Cabinet Minister, Government of Assam
- Incumbent
- Assumed office 24 May 2016
- Chief Minister: Sarbananda Sonowal Himanta Biswa Sharma
- Departments: Agriculture; Irrigation; Parliamentary Affairs(2021-24, 2026–Incumbent); Water Resources(2021-2026); Information and Public Relations and Printing and Stationery(2021-2026); Social Justice and Empowerment(2021-2026); Town and Country Planning (I/C)(2020-2021); Urban Development (I/C)(2020-2021);

Member of Assam Legislative Assembly
- Incumbent
- Assumed office 19 May 2016
- Constituency: Jagiroad

Personal details
- Born: 17 June 1977 (age 49) Raha, Nagaon
- Party: Bharatiya Janata Party (2015–present)
- Other political affiliations: Indian National Congress (2011–2015)
- Spouse: Aimee Baruah ​(m. 2011)​
- Children: 2
- Education: B.A
- Profession: Politician, pisciculturist

= Pijush Hazarika =

Indian politician

Pijush Hazarika is an Indian politician from Assam belonging to the Bharatiya Janata Party. He has been a member of Assam legislative assembly since 2011. He was elected in Assam Legislative Assembly election in 2011 from Raha constituency and in 2016 and 2021 from Jagiroad constituency.

== Personal life ==
Pijush Hazarika was born at Ahutguri, Morigaon located in the Nagaon district of Assam to Shisuram Hazarika and Pramila Hazarika. Hazarika did Bachelor of Arts from Arya Vidyapeeth College in Guwahati.

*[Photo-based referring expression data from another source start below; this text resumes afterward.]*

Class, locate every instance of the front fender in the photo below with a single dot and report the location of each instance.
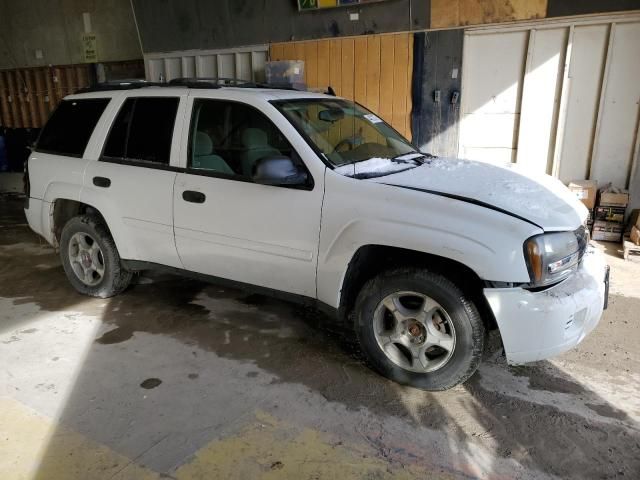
(358, 213)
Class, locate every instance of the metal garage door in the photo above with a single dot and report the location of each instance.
(559, 97)
(246, 63)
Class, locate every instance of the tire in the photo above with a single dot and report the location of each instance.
(86, 244)
(417, 328)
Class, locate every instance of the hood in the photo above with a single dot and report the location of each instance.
(537, 198)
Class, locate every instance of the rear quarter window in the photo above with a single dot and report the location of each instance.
(70, 126)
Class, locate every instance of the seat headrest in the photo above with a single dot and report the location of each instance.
(203, 145)
(254, 137)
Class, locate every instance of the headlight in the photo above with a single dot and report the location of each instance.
(552, 257)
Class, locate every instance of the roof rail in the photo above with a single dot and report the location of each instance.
(120, 85)
(217, 82)
(194, 82)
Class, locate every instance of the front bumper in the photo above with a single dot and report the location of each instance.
(539, 325)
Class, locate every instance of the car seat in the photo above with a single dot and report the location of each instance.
(257, 146)
(205, 159)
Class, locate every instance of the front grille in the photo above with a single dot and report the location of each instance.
(582, 234)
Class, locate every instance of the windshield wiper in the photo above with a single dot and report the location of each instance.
(416, 157)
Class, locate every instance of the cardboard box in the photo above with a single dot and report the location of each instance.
(586, 191)
(635, 235)
(607, 231)
(610, 214)
(614, 199)
(634, 218)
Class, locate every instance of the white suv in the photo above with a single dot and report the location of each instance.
(315, 198)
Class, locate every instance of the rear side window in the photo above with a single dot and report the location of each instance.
(143, 130)
(68, 130)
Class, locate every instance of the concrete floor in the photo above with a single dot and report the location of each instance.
(180, 379)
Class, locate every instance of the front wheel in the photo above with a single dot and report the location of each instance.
(90, 258)
(418, 328)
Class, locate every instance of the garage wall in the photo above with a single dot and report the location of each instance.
(374, 70)
(177, 25)
(29, 95)
(451, 13)
(244, 63)
(55, 29)
(436, 91)
(560, 98)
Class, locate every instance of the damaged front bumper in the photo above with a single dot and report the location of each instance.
(539, 325)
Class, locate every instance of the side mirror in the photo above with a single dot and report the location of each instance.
(331, 115)
(278, 170)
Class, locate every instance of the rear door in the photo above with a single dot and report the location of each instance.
(229, 227)
(135, 173)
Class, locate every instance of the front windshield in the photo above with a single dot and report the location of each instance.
(343, 131)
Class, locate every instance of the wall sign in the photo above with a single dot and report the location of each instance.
(306, 5)
(89, 48)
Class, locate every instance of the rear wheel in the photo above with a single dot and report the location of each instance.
(418, 328)
(90, 258)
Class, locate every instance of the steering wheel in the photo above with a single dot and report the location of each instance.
(350, 142)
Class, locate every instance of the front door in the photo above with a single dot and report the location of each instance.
(229, 227)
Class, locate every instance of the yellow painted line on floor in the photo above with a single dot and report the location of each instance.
(32, 447)
(270, 449)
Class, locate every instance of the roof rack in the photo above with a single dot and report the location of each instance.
(188, 82)
(120, 85)
(217, 82)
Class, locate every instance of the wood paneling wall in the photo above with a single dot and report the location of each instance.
(29, 95)
(374, 70)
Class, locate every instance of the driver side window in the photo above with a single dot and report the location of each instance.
(228, 138)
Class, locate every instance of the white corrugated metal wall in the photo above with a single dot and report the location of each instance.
(561, 97)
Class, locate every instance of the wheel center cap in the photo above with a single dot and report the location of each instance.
(86, 259)
(415, 330)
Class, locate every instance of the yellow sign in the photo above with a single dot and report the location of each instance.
(89, 48)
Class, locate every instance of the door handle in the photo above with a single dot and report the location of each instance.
(103, 182)
(193, 197)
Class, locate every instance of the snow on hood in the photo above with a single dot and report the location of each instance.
(539, 198)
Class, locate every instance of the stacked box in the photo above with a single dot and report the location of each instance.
(586, 191)
(609, 216)
(607, 231)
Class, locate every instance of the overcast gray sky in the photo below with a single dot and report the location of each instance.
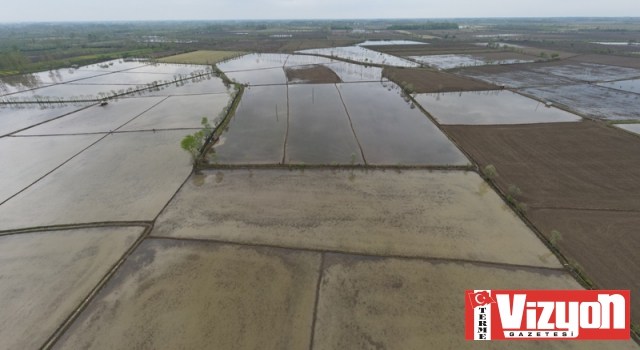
(125, 10)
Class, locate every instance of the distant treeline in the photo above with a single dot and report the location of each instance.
(426, 26)
(339, 27)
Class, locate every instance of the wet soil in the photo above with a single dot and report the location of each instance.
(605, 244)
(569, 165)
(425, 81)
(315, 74)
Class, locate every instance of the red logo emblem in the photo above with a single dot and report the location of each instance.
(547, 315)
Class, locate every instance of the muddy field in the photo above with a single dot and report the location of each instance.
(591, 100)
(512, 76)
(622, 61)
(605, 245)
(425, 81)
(316, 74)
(197, 295)
(373, 303)
(412, 214)
(567, 165)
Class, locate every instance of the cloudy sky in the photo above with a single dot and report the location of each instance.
(125, 10)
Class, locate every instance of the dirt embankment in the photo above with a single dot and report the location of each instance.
(566, 165)
(631, 62)
(605, 244)
(314, 74)
(426, 81)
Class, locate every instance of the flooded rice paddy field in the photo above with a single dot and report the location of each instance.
(312, 74)
(123, 177)
(115, 65)
(369, 302)
(96, 119)
(256, 132)
(13, 84)
(514, 77)
(391, 130)
(206, 84)
(412, 213)
(254, 61)
(635, 128)
(17, 117)
(349, 72)
(276, 273)
(362, 55)
(70, 92)
(390, 42)
(173, 69)
(455, 61)
(171, 294)
(591, 100)
(127, 78)
(490, 107)
(319, 128)
(171, 112)
(46, 275)
(587, 71)
(605, 243)
(624, 85)
(25, 159)
(270, 76)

On 1 October 2011, Hazarika married actress Aimee Baruah. He is the father of two children.

==Controversy==

- An audio clip of Hazarika has gone viral where he was heard threatening a journalist of the news channel Pratidin Time for airing a news report related to his wife Aimee Baruah.
- Hazarika while he was the minister for water resources and public affairs, responded to claims that Himanta Biswa Sarma's family was involved in corrupt activities during the COVID era.
- Hazarika, objected to the construction of the Miya Museum in the Goalpara district, saying that doing so amounted to plundering Assamese culture.